Сюжет для поэмы о махинаторе Чичикове писателю подсказал Александр Пушкин. Подобную историю поэт услышал во время кишиневской ссылки в 1820 году. В городе Бендеры никто не регистрировал смерти — имена умерших присваивали себе беглые крестьяне. В течение нескольких лет в Бендерах по документам не было ни одной смерти. Через несколько лет услышанное Пушкин переделал и рассказал Гоголю. В «Авторской исповеди», изданной посмертно, Гоголь рассказывал:
Может быть, с летами и с потребностью развлекать себя, веселость эта исчезнула бы, а с нею вместе и мое писательство. Но Пушкин заставил меня взглянуть на дело сурьезно. Он уже давно склонял меня приняться за большое сочинение, и наконец один раз, после того, как я ему прочел одно небольшое изображение небольшой сцены, но которое, однако ж, поразило его больше всего мной прежде читанного, он мне сказал: «Как с этой способностью угадывать человека и несколькими чертами выставлять его вдруг всего как живого, с этой способностью, не приняться за большое сочинение! Это просто грех!» …И в заключение всего отдал мне свой собственный сюжет, из которого он хотел сделать сам что-то вроде поэмы и которого, по словам его, он бы не отдал другому никому. Это был сюжет «Мертвых душ».
Но известно, что Пушкин не так охотно уступил Гоголю сюжет, в кругу близких он говорил: «С этим малороссом надо быть осторожнее: он обирает меня так, что и кричать нельзя».
Одному из первых главы поэмы Гоголь читал именно Пушкину: «Когда я начал читать Пушкину первые главы из «Мертвых душ» в том виде, как они были прежде, то Пушкин, который всегда смеялся при моем чтении (он же был охотник до смеха), начал понемногу становиться все сумрачнее, сумрачнее, а наконец сделался совершенно мрачен. Когда же чтение кончилось, он произнес голосом тоски: «Боже, как грустна наша Россия!» Первый том произведения был издан в 1842 году. Гоголь задумывал трехтомник, но второй том, полностью написанный, писатель сжег, а третий — не успел написать.
«…Он трясся всем телом и весь потупился»: страхи Гоголя
У Гоголя было много фобий: он боялся грозы и обмороков, быть погребенным заживо и смерти.
Знакомая писателя Александра Смирнова рассказывала, как Гоголь во время чтения ей глав из «Мертвых душ» почувствовал приближение грозы: «Я вся обратилась в слух. Дело шло об Уленьке, бывшей уже замужем за Тентетниковым. Удивительно было описано их счастие, взаимное отношение и воздействие одного на другого… Тогда был жаркий день, становилось душно. Гоголь делался беспокоен и вдруг захлопнул тетрадь. Почти одновременно с этим послышался первый удар грома, и разразилась страшная гроза. Нельзя себе представить, что стало с Гоголем: он трясся всем телом и весь потупился. После грозы он боялся один идти домой. Виельгорский взял его под руку и отвел».
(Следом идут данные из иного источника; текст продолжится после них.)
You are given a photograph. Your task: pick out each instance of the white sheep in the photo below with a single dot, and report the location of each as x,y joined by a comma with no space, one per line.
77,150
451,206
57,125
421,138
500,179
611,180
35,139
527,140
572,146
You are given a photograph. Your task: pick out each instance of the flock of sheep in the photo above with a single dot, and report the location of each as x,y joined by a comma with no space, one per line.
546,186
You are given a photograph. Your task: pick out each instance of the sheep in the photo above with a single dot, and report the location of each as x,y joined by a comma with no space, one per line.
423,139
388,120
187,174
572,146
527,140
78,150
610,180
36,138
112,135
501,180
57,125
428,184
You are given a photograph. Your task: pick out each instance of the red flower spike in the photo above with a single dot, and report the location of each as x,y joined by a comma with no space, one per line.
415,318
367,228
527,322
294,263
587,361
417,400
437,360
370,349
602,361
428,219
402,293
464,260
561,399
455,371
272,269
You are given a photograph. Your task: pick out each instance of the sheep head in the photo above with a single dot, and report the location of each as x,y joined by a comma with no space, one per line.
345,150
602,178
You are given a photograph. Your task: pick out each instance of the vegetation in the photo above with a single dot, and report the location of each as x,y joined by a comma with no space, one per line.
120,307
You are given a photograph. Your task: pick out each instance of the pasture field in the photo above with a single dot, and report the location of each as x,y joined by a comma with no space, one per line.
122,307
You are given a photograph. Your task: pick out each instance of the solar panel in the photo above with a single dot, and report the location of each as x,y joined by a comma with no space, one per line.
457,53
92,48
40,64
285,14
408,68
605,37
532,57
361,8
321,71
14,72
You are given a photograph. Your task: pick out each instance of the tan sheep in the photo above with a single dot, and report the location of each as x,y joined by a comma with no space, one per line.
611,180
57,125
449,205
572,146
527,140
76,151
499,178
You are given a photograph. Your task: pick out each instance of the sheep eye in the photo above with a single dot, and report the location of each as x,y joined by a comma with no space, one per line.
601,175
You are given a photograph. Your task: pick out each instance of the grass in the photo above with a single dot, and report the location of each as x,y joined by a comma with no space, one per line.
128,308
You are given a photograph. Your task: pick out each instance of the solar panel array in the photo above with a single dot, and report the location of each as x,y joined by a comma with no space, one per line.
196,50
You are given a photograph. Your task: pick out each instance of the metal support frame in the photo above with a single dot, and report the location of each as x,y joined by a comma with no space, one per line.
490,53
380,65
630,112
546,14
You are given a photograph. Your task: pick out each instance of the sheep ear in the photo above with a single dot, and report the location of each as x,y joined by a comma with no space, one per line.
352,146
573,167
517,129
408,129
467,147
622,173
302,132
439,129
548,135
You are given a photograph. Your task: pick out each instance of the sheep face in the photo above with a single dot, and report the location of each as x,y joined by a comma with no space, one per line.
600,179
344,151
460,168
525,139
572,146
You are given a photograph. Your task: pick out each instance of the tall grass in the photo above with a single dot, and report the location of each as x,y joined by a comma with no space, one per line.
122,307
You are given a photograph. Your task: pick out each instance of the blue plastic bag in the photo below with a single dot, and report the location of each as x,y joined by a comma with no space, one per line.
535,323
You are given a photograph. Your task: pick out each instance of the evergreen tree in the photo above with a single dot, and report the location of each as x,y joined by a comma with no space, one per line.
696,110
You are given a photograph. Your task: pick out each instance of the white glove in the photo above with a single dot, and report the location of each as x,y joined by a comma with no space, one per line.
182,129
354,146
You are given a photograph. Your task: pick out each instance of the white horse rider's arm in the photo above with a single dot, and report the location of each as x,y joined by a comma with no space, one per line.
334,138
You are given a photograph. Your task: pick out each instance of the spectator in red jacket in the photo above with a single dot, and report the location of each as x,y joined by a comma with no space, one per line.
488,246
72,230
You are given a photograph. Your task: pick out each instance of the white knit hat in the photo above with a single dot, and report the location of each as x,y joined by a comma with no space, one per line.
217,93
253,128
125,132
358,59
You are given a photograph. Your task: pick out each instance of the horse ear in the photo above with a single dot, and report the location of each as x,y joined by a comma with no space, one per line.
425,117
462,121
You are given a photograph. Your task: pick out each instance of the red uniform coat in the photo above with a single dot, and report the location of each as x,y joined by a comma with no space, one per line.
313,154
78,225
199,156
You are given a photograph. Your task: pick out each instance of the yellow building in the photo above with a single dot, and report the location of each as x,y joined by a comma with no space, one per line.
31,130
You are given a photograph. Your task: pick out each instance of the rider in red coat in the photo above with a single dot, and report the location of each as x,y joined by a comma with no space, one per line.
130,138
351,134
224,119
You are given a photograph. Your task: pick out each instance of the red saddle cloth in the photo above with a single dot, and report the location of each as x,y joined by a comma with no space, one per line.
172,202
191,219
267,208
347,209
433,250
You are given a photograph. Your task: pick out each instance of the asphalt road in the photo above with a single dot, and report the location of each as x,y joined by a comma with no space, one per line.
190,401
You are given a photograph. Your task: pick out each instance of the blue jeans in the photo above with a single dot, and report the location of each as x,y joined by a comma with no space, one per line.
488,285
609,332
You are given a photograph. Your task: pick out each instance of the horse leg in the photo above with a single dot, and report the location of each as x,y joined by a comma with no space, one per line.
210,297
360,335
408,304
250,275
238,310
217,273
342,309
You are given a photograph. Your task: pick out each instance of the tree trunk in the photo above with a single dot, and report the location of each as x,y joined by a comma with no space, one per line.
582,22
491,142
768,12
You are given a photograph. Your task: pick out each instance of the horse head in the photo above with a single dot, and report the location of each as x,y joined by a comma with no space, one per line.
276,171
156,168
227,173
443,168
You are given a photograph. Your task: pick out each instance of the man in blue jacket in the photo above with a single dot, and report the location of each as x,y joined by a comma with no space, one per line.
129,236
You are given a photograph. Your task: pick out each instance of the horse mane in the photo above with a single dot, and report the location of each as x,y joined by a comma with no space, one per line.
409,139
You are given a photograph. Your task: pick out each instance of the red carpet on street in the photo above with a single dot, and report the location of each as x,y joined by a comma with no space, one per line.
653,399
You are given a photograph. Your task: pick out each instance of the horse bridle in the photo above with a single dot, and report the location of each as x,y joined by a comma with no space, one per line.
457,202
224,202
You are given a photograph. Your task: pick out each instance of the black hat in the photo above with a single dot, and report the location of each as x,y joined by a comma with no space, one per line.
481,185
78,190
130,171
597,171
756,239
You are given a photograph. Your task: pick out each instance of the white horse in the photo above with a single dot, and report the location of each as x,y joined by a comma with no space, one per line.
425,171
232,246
Из-за боязни обмороков и замирания Николай Гоголь мог большую часть ночи проводить на диване — не ложась в кровать. Павел Анненков рассказывал, что писатель всю ночь бодрствовал, а под утро «разметывал свою постель для того, чтоб общая наша служанка, прибиравшая комнаты, не могла иметь подозрение о капризе жильца своего, в чем, однако же, успел весьма мало, как и следовало ожидать».
Этот страх у писателя появился после смерти близкого друга — графа Иосифа Виельгорского. Их отношениям Гоголь посвятил неоконченную повесть «Ночи на вилле». В 1837 году Виельгорский заболел туберкулезом. Писатель ухаживал за больным, проводил возле его постели бессонные ночи, видел его кончину. В 1839 году Николай Гоголь писал: «Я ни во что теперь не верю и если встречаю что прекрасное, то жмурю глаза и стараюсь не глядеть на него. От него мне несет запахом могилы. «Оно на короткий миг», — шепчет глухо внятный мне голос».
Через шесть лет, в 1845 году, Гоголь написал завещание: «…тела моего не погребать до тех пор, пока не покажутся явные признаки разложения. Упоминаю об этом потому, что уже во время самой болезни находили на меня минуты жизненного онемения, сердце и пульс переставали биться… Будучи в жизни своей свидетелем многих печальных событий от нашей неразумной торопливости во всех делах, даже и в таком, как погребение, я возвещаю это здесь в самом начале моего завещания, в надежде, что, может быть, посмертный голос мой напомнит вообще об осмотрительности».